Mälkki’s supportive accompanying gave the violinist room to explore every conceivable dynamic, but her vibrant tuttis were often more compelling than Repin’s solo flights. He seems to view the 1905 work as a lean 20th century masterpiece rather than a lush, 19th century romantic throwback. It’s a legitimate view, but one that failed to convince.
Repin was able to better connect with the score in some critical sections, in particular the extended first movement cadenza. He rightly presented it as vehicle for continued musical development rather than a platform for shallow showmanship. Intelligent details abounded, included some deftly voiced double stops and shrewdly molded dynamic gradations. But the fiendishly difficult final tutti was muddled, owing perhaps to a slight disagreement in tempo between soloist and conductor.
The middle movement fared somewhat better, with the soloist spinning soulful lyricism with graduated levels of intensity as a set-up for Sibelius’ ecstatic final climax.
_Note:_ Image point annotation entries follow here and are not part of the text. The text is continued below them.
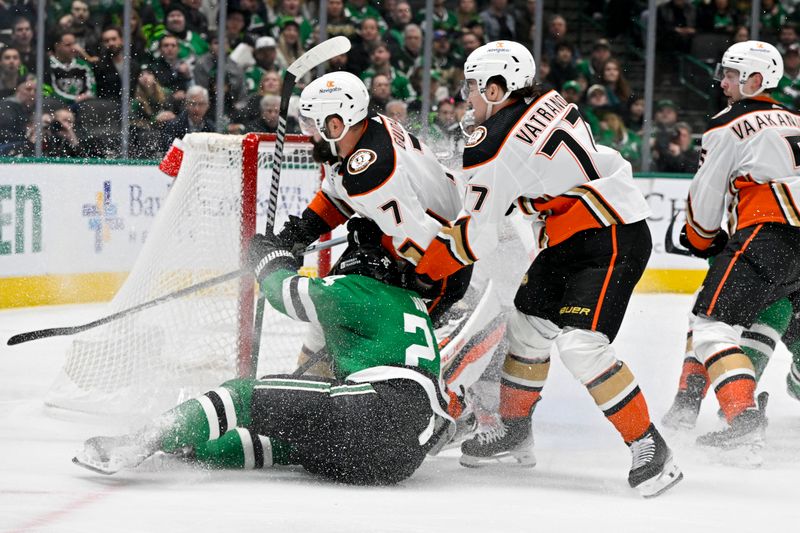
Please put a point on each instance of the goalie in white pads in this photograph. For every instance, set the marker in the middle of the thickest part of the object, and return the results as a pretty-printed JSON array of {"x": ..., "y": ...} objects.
[
  {"x": 371, "y": 424},
  {"x": 533, "y": 149}
]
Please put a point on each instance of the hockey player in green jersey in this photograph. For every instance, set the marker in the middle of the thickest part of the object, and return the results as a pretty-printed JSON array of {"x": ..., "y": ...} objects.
[{"x": 372, "y": 423}]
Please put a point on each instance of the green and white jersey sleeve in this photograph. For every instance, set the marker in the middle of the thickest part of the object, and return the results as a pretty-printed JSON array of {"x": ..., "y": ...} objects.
[{"x": 373, "y": 331}]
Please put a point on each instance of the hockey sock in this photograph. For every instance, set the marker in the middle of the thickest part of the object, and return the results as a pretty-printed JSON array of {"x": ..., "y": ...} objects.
[
  {"x": 242, "y": 448},
  {"x": 617, "y": 394},
  {"x": 733, "y": 378},
  {"x": 207, "y": 417},
  {"x": 692, "y": 367},
  {"x": 759, "y": 341},
  {"x": 793, "y": 377},
  {"x": 521, "y": 385}
]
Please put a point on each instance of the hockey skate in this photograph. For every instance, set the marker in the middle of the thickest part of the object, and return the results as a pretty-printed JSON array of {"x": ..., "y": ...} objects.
[
  {"x": 504, "y": 441},
  {"x": 742, "y": 441},
  {"x": 109, "y": 455},
  {"x": 684, "y": 410},
  {"x": 653, "y": 469}
]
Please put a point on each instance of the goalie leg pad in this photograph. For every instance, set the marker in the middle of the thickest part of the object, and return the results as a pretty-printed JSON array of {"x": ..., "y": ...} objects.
[
  {"x": 730, "y": 371},
  {"x": 591, "y": 359}
]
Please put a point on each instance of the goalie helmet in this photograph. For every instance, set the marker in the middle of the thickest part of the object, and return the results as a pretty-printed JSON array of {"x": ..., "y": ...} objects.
[
  {"x": 750, "y": 57},
  {"x": 507, "y": 59},
  {"x": 336, "y": 93}
]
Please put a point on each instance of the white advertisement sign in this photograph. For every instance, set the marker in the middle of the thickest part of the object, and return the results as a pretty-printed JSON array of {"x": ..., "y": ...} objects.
[
  {"x": 64, "y": 219},
  {"x": 667, "y": 198}
]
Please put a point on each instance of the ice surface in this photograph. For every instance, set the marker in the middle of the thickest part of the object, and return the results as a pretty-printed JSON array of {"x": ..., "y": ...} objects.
[{"x": 579, "y": 483}]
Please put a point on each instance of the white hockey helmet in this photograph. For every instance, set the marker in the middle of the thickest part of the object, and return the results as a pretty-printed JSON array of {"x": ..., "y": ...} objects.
[
  {"x": 507, "y": 59},
  {"x": 336, "y": 93},
  {"x": 750, "y": 57}
]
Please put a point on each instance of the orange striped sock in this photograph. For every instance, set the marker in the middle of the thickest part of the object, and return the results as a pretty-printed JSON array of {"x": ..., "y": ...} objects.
[
  {"x": 517, "y": 403},
  {"x": 736, "y": 395},
  {"x": 617, "y": 394},
  {"x": 631, "y": 419},
  {"x": 521, "y": 385},
  {"x": 733, "y": 377}
]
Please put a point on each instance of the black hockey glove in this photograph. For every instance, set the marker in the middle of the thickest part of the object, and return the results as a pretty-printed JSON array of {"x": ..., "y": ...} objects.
[
  {"x": 419, "y": 283},
  {"x": 363, "y": 232},
  {"x": 719, "y": 242},
  {"x": 267, "y": 254}
]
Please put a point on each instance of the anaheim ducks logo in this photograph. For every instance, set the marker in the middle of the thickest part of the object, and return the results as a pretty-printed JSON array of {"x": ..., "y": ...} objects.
[
  {"x": 476, "y": 137},
  {"x": 361, "y": 160}
]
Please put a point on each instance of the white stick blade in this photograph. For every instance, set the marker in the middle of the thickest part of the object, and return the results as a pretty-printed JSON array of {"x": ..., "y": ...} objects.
[{"x": 321, "y": 53}]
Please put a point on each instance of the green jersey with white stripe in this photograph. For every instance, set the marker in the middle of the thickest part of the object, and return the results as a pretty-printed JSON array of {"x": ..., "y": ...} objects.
[{"x": 373, "y": 331}]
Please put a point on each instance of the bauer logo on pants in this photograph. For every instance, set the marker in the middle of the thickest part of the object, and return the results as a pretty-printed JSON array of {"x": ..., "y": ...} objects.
[{"x": 361, "y": 160}]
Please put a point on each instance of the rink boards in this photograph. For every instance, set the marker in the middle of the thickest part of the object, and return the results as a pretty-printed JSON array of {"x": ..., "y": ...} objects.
[{"x": 70, "y": 232}]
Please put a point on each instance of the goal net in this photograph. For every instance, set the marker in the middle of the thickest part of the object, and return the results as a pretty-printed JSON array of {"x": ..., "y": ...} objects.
[{"x": 151, "y": 360}]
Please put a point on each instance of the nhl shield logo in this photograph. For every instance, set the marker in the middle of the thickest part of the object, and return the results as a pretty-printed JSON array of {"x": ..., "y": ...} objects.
[
  {"x": 476, "y": 137},
  {"x": 360, "y": 161}
]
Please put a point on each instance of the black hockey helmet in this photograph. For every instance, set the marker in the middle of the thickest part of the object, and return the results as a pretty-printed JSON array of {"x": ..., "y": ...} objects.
[{"x": 365, "y": 255}]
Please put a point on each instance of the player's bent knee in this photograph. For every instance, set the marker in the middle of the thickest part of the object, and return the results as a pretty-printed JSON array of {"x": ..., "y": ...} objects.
[
  {"x": 710, "y": 336},
  {"x": 586, "y": 354},
  {"x": 531, "y": 336},
  {"x": 241, "y": 394}
]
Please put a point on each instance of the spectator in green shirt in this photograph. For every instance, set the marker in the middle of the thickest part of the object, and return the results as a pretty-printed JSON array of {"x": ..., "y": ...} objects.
[
  {"x": 443, "y": 18},
  {"x": 788, "y": 91},
  {"x": 614, "y": 134},
  {"x": 380, "y": 63}
]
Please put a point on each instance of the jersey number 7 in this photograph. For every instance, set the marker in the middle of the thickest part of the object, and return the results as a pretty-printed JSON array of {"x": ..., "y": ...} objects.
[
  {"x": 415, "y": 352},
  {"x": 559, "y": 138}
]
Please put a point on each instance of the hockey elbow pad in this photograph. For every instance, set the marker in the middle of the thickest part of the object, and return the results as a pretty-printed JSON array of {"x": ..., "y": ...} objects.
[{"x": 716, "y": 246}]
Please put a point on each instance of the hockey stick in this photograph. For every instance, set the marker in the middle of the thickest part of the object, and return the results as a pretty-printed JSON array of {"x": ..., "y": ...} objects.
[
  {"x": 318, "y": 55},
  {"x": 669, "y": 244},
  {"x": 72, "y": 330}
]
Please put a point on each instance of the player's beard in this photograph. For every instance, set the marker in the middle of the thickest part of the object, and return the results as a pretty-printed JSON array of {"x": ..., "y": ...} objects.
[{"x": 322, "y": 152}]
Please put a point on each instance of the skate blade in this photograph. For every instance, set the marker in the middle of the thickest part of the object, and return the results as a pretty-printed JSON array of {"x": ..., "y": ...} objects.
[
  {"x": 668, "y": 478},
  {"x": 679, "y": 422},
  {"x": 742, "y": 456},
  {"x": 524, "y": 459},
  {"x": 94, "y": 466}
]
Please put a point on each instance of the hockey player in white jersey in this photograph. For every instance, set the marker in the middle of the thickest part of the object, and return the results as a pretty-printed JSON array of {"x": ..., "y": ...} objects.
[
  {"x": 750, "y": 169},
  {"x": 532, "y": 149},
  {"x": 381, "y": 172}
]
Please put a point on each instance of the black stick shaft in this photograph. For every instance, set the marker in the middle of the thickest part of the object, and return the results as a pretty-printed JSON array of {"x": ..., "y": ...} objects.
[{"x": 272, "y": 207}]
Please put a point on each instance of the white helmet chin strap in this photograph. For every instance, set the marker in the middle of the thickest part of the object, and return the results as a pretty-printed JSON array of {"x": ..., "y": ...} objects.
[
  {"x": 743, "y": 93},
  {"x": 489, "y": 104},
  {"x": 333, "y": 142}
]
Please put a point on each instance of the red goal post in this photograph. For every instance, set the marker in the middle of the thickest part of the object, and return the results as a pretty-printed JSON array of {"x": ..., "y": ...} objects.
[{"x": 146, "y": 363}]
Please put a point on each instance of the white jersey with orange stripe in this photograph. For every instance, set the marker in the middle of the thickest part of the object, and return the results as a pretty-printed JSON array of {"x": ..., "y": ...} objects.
[
  {"x": 749, "y": 170},
  {"x": 395, "y": 180},
  {"x": 541, "y": 156}
]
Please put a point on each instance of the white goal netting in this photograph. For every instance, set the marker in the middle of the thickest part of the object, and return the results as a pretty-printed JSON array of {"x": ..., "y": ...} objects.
[{"x": 151, "y": 360}]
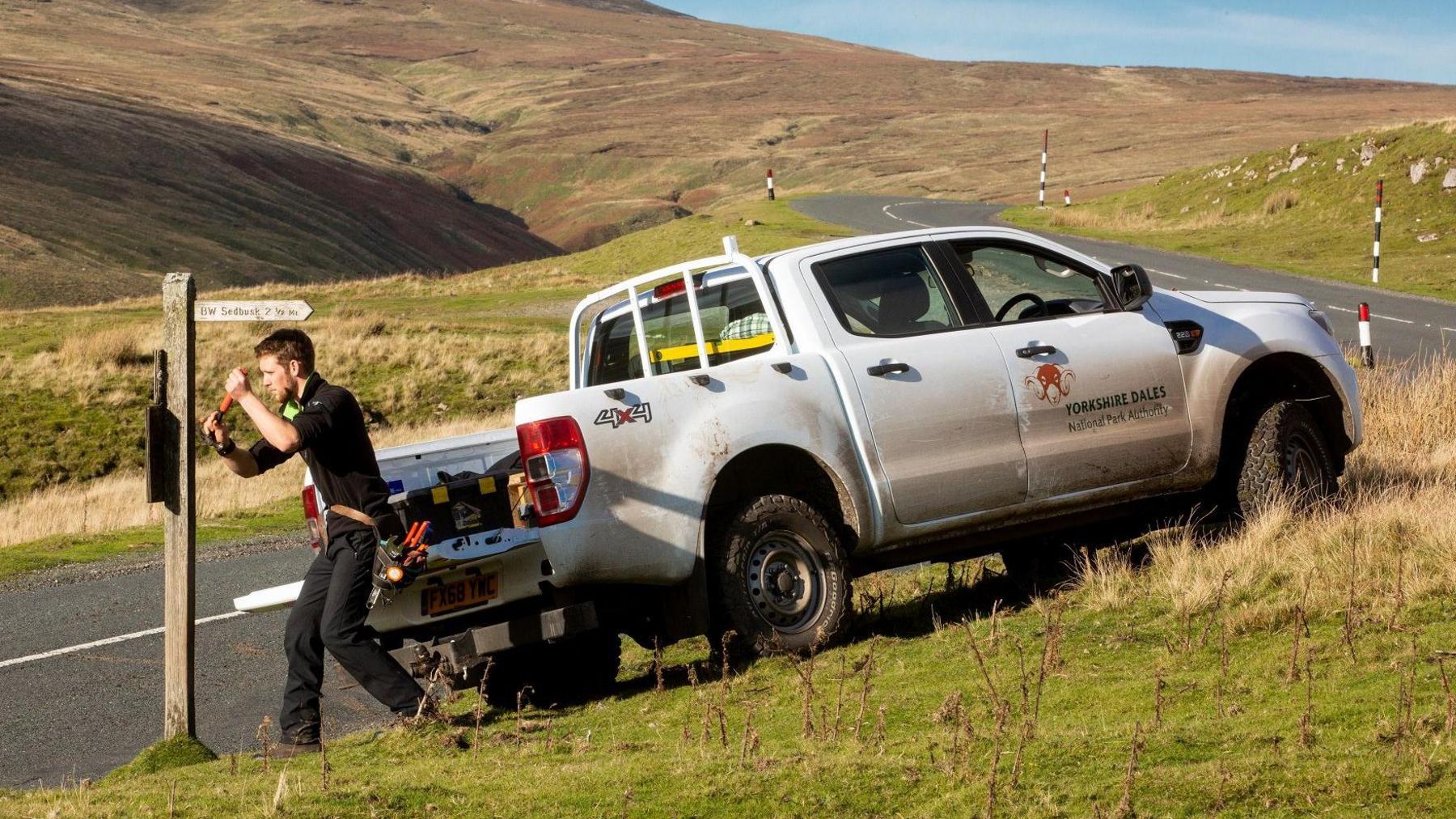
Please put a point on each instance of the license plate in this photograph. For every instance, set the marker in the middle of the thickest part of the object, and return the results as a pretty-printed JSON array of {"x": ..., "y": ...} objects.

But one longed for the occasional indulgence or sense of spontaneity (genuine or otherwise) that characterize the most memorable readings.
By the finale, Repin seemed to have found his footing, and from time to time even allowed himself to inject personal touches that lent whimsy to a movement musicologist Donald Tovey described as a “polonaise for polar bears”. Mälkki seemed comfortably in her element with the music of her compatriot, and no doubt her reading of his second symphony tonight will confirm her bona fides.
It is unreasonable and perhaps unwise to expect anything novel in a reading of Beethoven’s Eroica Symphony, but Mälkki’s take on the warhorse was consistently fresh and occasionally illuminating. Her tempos were on the fleet side of standard, but never ostentatiously so. The first movement was the most conventional of the four, with only the slightest deviations of the primary tempo allowed for structural clarity. The second movement funeral march inspired more flexibility from her baton, as each new variation was announced with pullbacks that were smartly assorted based on relative harmonic tension and shifts in orchestration.
The scherzo was allowed to take flight of its own accord, and the CSO’s horn trio responded with rustic, full throated abandon. Most impressive was her account of the finale, a reading brimming with characterful contrast. Again tempos were on the quick side, but Beethoven’s startling mood swings were a given a full, expansive platform. The wind principals were splendid throughout, most notably Keith Buncke (bassoon), John Bruce Yeh (clarinet), and Michael Henoch (oboe).
The CSO and Mälkki will perform more music of Sibelius and Beethoven Friday with pianist Kirill Gerstein.